Oggi si consuma in gesti rapidi e infrastrutture nascoste. Annunciare un blocco “per sicurezza” ottiene consenso istantaneo; spiegare architetture e compromessi annoia. Ma la tenuta di un sistema non si misura nei picchi emotivi: si costruisce nelle zone grigie dove si definiscono interfacce auditabili, si concordano standard, si progettano modalità degradate per quando qualcosa, e prima o poi succede, smette di funzionare.

Un nuovo patto pubblico privato sul potere

La conseguenza strategica è chiara: dobbiamo differenziare i poteri come abbiamo differenziato i carichi.

Se piattaforme globali possono azionare kill switch su clienti governativi, occorre istituzionalizzare la leva: accordi quadro che definiscano quando e come si interviene, con contropoteri e vie di ricorso.

Gli Stati, dal canto loro, devono smettere di confondere il marketing del multi-cloud con la ridondanza di sovranità: regioni alternative, piani di caduta, servizi minimi vitali che non dipendano dallo stesso fornitore né dalla stessa giurisdizione. E chi regola deve imparare a condividere il costo dell’ordine: aprire sì, ma bene, con budget, tempi e competenze per manutenere l’apertura nel tempo.

Che fare

Tradotto in azioni, significa tre cose semplici da dire e difficili da fare.

  • Primo: l’evidenza preceda la fede. Ogni decisione che invoca la sicurezza (chiusure, esclusioni, ritardi regionali) deve essere accompagnata da dossier tecnici pubblici: minacce, alternative considerate, ragioni del “no”. Non per spettacolarizzare, ma per rendere verificabile ciò che oggi si chiede di credere.
  • Secondo: attriti utili. Interoperabilità non è “liberi tutti”: è interconnessioni stabili, test terzi, responsabilità sulla manutenibilità. L’apertura va progettata: chi pretende di aprire deve contribuire a pagare gli attriti che garantiscono ordine e sicurezza.
  • Terzo: ridondanza di sovranità. La continuità del servizio pubblico non può appoggiarsi su un unico pilastro privato. Si disegnino modalità degradate che salvino l’essenziale; si distribuiscano funzioni critiche su giurisdizioni diverse; si pratichi davvero il “caduta con grazia” come regola di architettura, non come slide.

C’è, infine, un punto culturale che a me sta a cuore e non cesso di vederne le implicazioni. Siamo biologicamente inadatti ai rischi che vivono oltre lo schermo: non producono odore, non fanno rumore, non hanno colore.

Per questo li sottovalutiamo, e per questo la nostra legittimazione politica scivola verso il gesto: l’annuncio, il blocco, l’atto esemplare. Ma la strategia non è un gesto: è la pazienza di costruire istituzioni tecniche — procedure, interfacce, controlli — che rendono prevedibile il disaccordo e limitato ogni potere, pubblico o privato.
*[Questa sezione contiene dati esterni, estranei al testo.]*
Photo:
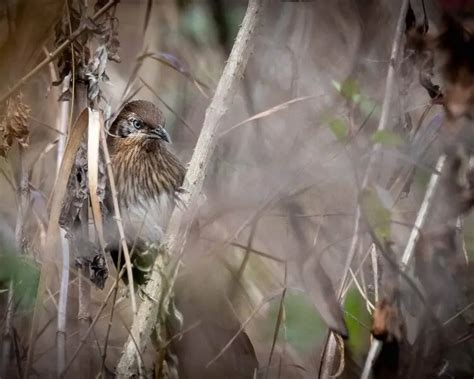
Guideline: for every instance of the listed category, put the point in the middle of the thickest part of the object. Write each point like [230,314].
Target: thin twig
[423,212]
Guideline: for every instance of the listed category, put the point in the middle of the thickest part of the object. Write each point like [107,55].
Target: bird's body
[147,174]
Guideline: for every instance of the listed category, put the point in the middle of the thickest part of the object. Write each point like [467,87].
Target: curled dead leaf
[387,324]
[14,124]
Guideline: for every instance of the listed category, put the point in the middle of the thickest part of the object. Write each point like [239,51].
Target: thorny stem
[180,221]
[330,351]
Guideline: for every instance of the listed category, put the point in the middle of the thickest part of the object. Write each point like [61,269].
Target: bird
[148,176]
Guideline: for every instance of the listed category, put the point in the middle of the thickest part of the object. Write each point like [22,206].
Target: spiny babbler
[148,177]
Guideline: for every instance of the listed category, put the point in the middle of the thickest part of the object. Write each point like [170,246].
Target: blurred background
[280,195]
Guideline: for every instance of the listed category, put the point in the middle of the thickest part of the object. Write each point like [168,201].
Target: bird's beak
[162,134]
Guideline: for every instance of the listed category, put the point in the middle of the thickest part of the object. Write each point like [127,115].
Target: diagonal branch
[181,218]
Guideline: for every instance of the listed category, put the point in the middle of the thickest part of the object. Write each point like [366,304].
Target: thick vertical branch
[23,201]
[181,218]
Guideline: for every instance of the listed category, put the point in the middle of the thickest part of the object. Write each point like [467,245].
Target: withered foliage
[14,124]
[455,46]
[88,67]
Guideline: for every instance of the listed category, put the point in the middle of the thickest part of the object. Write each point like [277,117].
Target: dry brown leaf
[95,123]
[14,125]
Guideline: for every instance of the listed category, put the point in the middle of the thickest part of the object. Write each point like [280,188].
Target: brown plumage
[143,166]
[148,176]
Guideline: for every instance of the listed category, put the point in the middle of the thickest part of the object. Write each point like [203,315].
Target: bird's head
[140,119]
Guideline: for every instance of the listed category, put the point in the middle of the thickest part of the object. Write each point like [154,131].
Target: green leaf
[368,107]
[339,128]
[377,215]
[22,271]
[386,138]
[304,327]
[355,315]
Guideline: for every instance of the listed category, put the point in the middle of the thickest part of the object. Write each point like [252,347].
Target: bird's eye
[137,124]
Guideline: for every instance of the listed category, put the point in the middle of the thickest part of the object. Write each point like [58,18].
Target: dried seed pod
[14,125]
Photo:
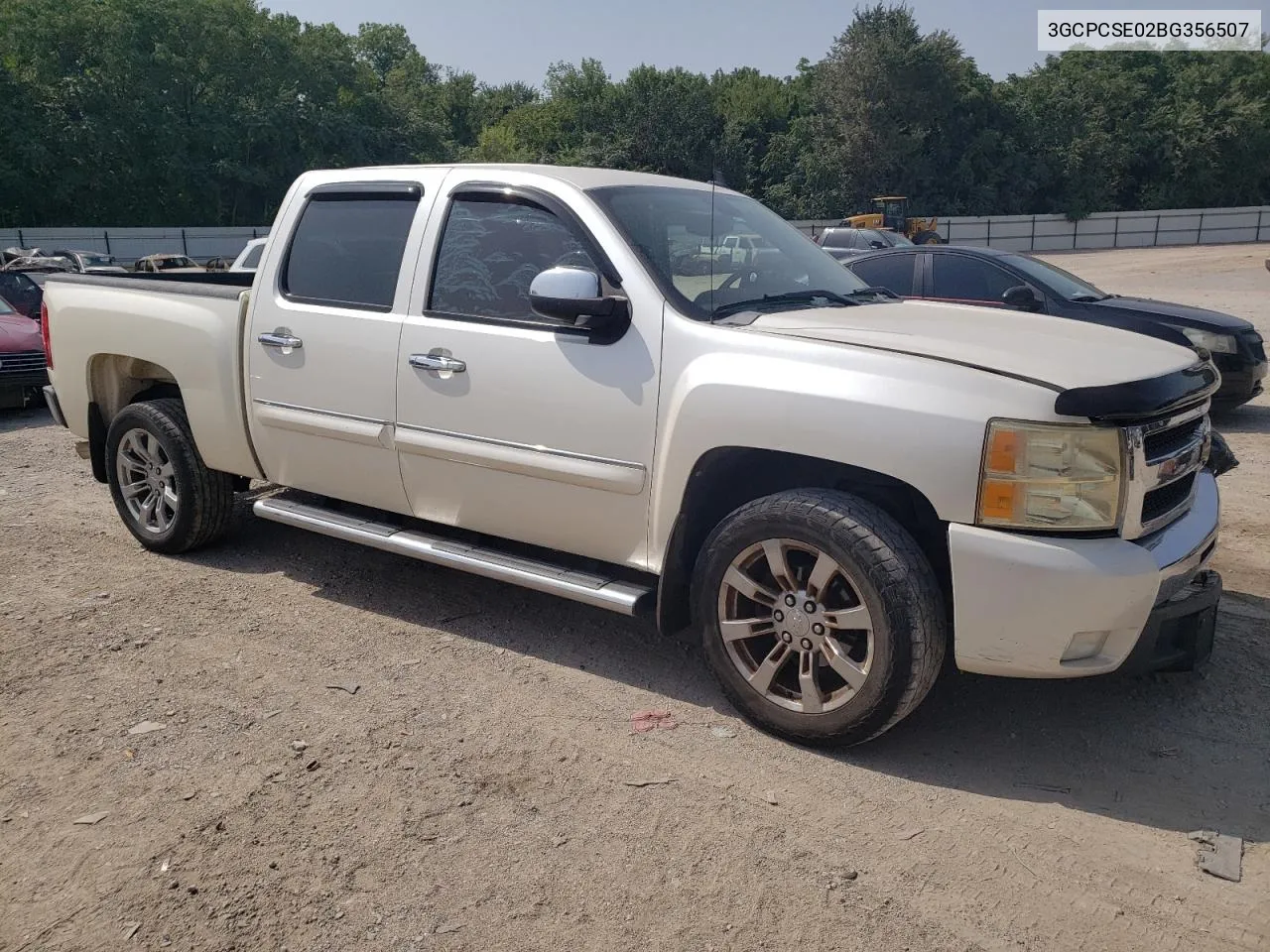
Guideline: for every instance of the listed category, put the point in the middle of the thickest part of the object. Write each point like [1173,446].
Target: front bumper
[1044,607]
Il governo del codice è il luogo della sovranità

La notizia su Microsoft non certifica una vittoria del privato sul pubblico né il contrario. Certifica che il codice è entrato nella costituzione materiale delle nostre democrazie. E che il governo del codice — chi può spegnere che cosa, a quali condizioni, con quali responsabilità — è il luogo vero dove si misura la sovranità contemporanea.

In fondo la regola è semplice: la neutralità non esiste; esistono architetture, leve e responsabilità. E la libertà digitale non nasce dal dispositivo più lucente, ma da chi può toglierti la luce — e da come gliene facciamo rendere conto.